Частые пирушки, изрядно докучавшие пожилым, степенным соседям, вполне соответствовали, однако, нравам доблестного русского офицерства, и ни у кого не могло возникнуть сомнений в характере этих сборищ.
Лишь один человек пребывал в постоянном страхе — сам Данила Георгиевич. Он встречал «гостей» (пароль менялся каждый раз), бренчал на гитаре, громко хохотал, чокался с молодыми людьми, пел заунывные романсы, но сердце царапала гнетущая тревога: в соседней комнате за разложенным на столе пасьянсом сидели четыре человека. Пасьянс — форма, а содержание таково, что захвати их сейчас охранка и каждому из игроков не миновать каторги, либо и того хуже — смертной казни.

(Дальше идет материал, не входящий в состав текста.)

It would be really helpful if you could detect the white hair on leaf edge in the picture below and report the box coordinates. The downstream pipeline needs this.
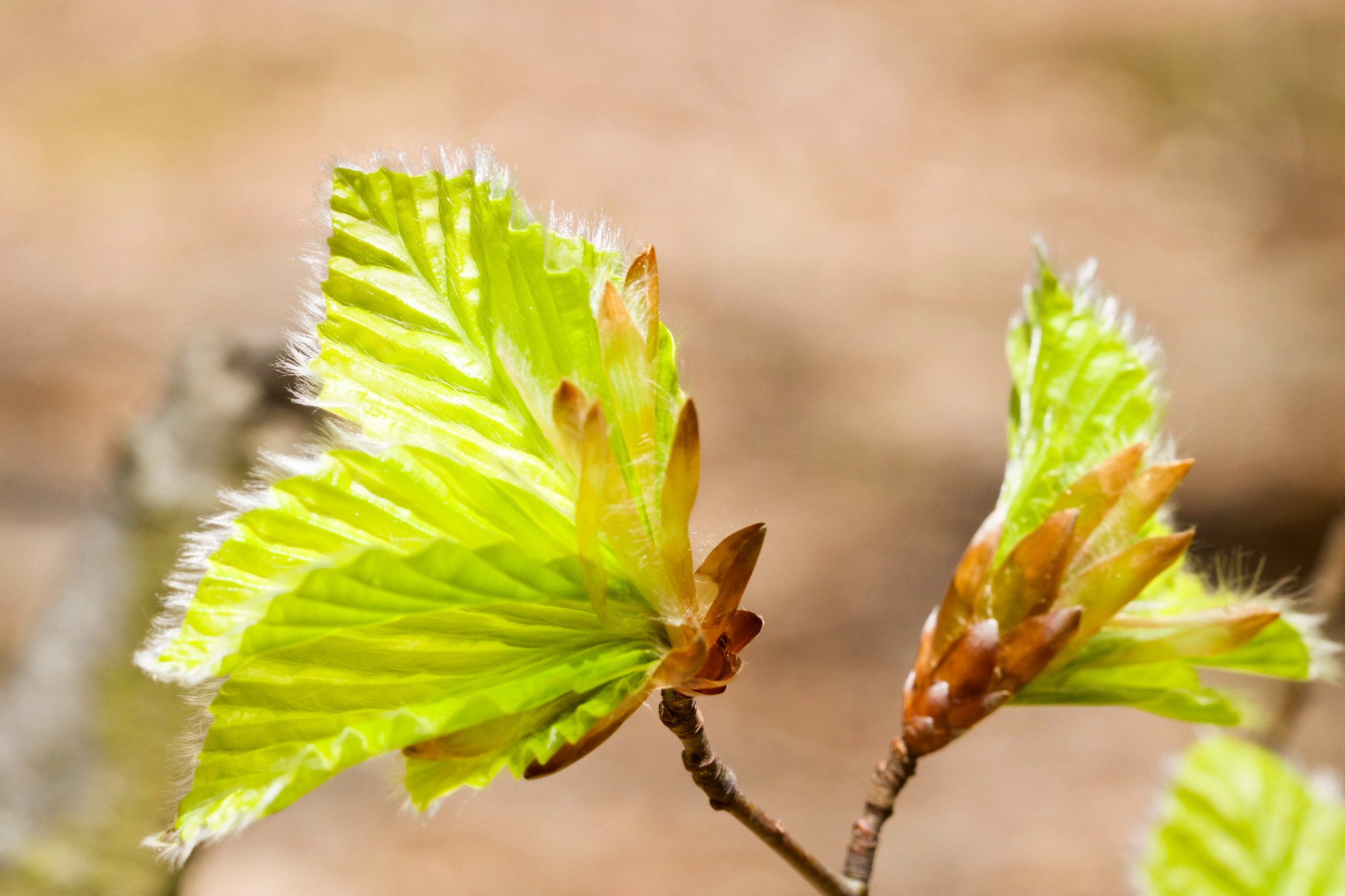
[136,144,628,685]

Впрочем, содержания подобных встреч не знал не только Данила Георгиевич, но и Лена. Она заботилась о безопасности тех, кто сюда приходит, и в этом заключалась неимоверно трудная и ответственная работа, порученная ей партией.
Лена смеялась заливчато и заразительно, удивляя молодостью и веселостью своей души.
Данила Георгиевич все время томился мрачным предчувствием. Он часто выходил на улицу, напряженно прислушивался, приглядывался к каждому человеку, которому случалось проходить мимо.
«И угораздило же тебя, Данилка, жениться на девице с приданым в виде самых тяжких статей Уголовного Уложения! — мрачно шутил он сам над собой. — У всех жены, как жены — рожают детей, наполняют уютом безмятежные семейные гнезда и самое крамольное, на что отваживаются иные из них, — тайно вздыхают по какому-нибудь заезжему актеру.
А у моей Лены на уме — подпольные явки, митинги, революция…»
Шуткой пытался он унять свое тревожное чувство. Кто знает, может быть, именно такою любил он Лену. Она наполнила его жизнь новым — пускай очень опасным, — но захватывающе свежим, значительным содержанием.
Он присматривался к людям, приходившим к Лене, и по скупым словам, по отдельным приметам составлял себе мнение о них. Подпольщики представали перед ним в облике пожилого рабочего с въевшейся во все поры рук и лица металлической пылью, средних лет учителя в крылатке, с мягким голосом и внимательными, все вбирающими в себя, глазами, либо совсем юного студента, у которого все блестит и лучится — и глаза, и пуговицы на форменной тужурке, и белая кипень зубов, когда он произносит пароль.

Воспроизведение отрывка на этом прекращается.